Information and Communications Engineering News
Professor Isao Yamada received Prizes for Science and Technology in the 2016 Commendation by the Minister of Education, Culture, Sports, Science and Technology.
The prizes are awarded to researchers who have exhibited exceptional performance in one of five categories of Development, Research, Technology, Science and Technology Promotion, or Public Understanding Promotion.
Developing alongside mathematics, signal processing has kept on evolving since the time of Euclid as a fundamental technique for estimating valuable information from observed data. It has been applied to a broad range of measurement and information technology systems. The majority of present-day signal processing technology applies the strategies of least-squares estimation by Gauss and orthogonal function expansion by Fourier, and is commonly based on information expression in terms of subspaces (in the sense of linear algebra) and the orthogonal projection theorem (Pythagorean theorem generalized in Hilbert space).

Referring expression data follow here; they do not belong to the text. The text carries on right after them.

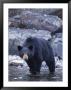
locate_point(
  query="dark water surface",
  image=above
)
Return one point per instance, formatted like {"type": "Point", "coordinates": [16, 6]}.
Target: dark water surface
{"type": "Point", "coordinates": [22, 74]}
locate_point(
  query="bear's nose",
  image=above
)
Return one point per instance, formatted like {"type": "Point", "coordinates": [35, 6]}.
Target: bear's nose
{"type": "Point", "coordinates": [25, 57]}
{"type": "Point", "coordinates": [22, 55]}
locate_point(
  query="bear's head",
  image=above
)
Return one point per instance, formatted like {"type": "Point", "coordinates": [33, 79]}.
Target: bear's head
{"type": "Point", "coordinates": [27, 50]}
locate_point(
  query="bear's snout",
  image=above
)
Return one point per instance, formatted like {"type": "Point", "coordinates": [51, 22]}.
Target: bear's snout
{"type": "Point", "coordinates": [25, 56]}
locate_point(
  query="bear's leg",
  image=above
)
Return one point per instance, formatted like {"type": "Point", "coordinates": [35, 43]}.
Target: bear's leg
{"type": "Point", "coordinates": [38, 66]}
{"type": "Point", "coordinates": [51, 65]}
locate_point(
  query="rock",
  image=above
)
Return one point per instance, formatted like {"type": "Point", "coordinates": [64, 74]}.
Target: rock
{"type": "Point", "coordinates": [30, 20]}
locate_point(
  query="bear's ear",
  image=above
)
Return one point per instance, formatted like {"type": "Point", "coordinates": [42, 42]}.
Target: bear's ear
{"type": "Point", "coordinates": [30, 47]}
{"type": "Point", "coordinates": [19, 48]}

A key to dramatic progress in signal processing must be synergetic effects generated through certain nontrivial integrations of the powerful ideas for set expression and for optimization in modern computational mathematics.

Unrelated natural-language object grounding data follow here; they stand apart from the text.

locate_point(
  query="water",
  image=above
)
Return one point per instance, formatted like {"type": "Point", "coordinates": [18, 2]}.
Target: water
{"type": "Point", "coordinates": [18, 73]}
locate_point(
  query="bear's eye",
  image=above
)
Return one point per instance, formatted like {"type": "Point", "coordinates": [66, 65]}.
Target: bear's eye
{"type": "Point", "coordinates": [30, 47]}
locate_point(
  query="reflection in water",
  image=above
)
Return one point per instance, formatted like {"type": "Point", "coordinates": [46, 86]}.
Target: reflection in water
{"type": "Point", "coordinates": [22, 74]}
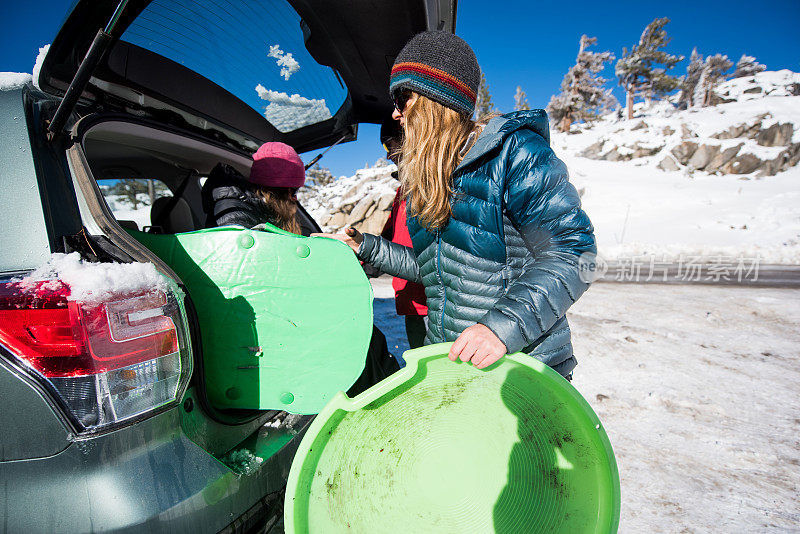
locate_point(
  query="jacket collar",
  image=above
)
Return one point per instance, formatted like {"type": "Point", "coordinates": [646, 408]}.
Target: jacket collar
{"type": "Point", "coordinates": [501, 127]}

Thanks to spectacular progress in the theory of convex analysis, a variety of information that was not applicable efficiently to signal processing and inverse problems has been revealed to have precise expression as the fixed point set of certain nonexpansive mappings (Fig.1 and 2).
Fig. 1 A conceptual diagram processing based on the fixed-point expression of a nonexpansive mapping
Fig. 2 The nonexpansive mapping and fixed point set utilized in this study
The hybrid steepest descent method in this study was developed by a nontrivial integration of the fixed point theorem and convex optimization, and the world's first algorithm that succeeded in solving generic convex optimization problems defined over the fixed point set of a nonexpansive mapping (Fig. 1). Boldly relaxing this idea, we also developed the adaptive projected subgradient method and successfully solved the problem of asymptotic minimization of sequence of convex functions. These are the central algorithms for applying fully the outstanding ideas in the fixed-point expression of a nonexpansive mapping to signal processing. They have exhibited excellent performance in application to a number of inverse, adaptive signal processing, and online machine learning problems.

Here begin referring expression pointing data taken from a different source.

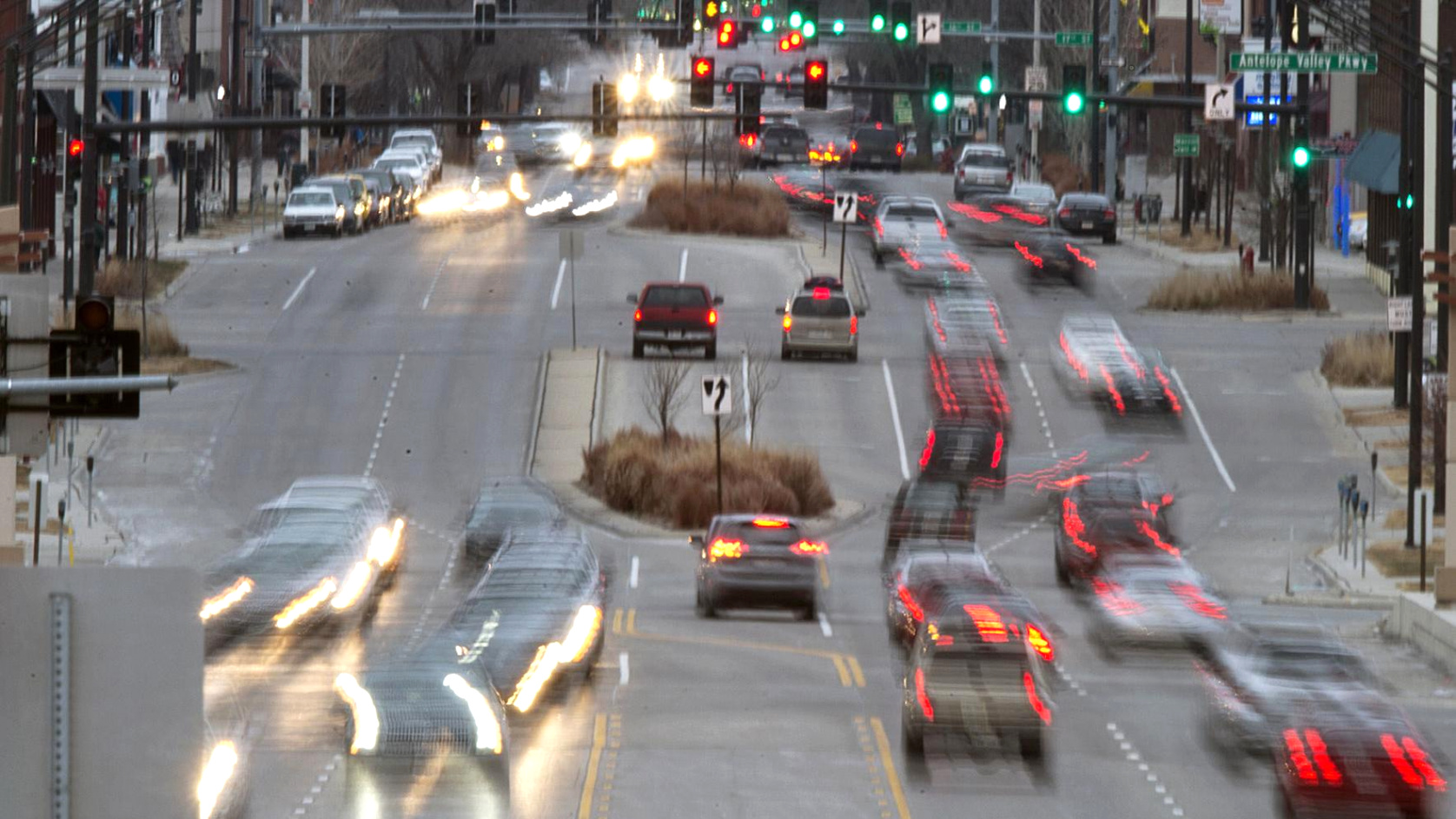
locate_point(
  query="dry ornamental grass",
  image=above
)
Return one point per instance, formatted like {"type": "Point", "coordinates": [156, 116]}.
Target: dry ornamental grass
{"type": "Point", "coordinates": [676, 482]}
{"type": "Point", "coordinates": [743, 210]}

It is an honor to have research I have been involved in for so long regarded highly by MEXT. I would like to express my deep appreciation to my students and research partners for their dedication and cooperation. The true value of this study will be tested from now, but I believe that we have reached the starting point for further development. I would like to continue with this research to achieve further results in the field of signal processing, optimization, and inverse problems.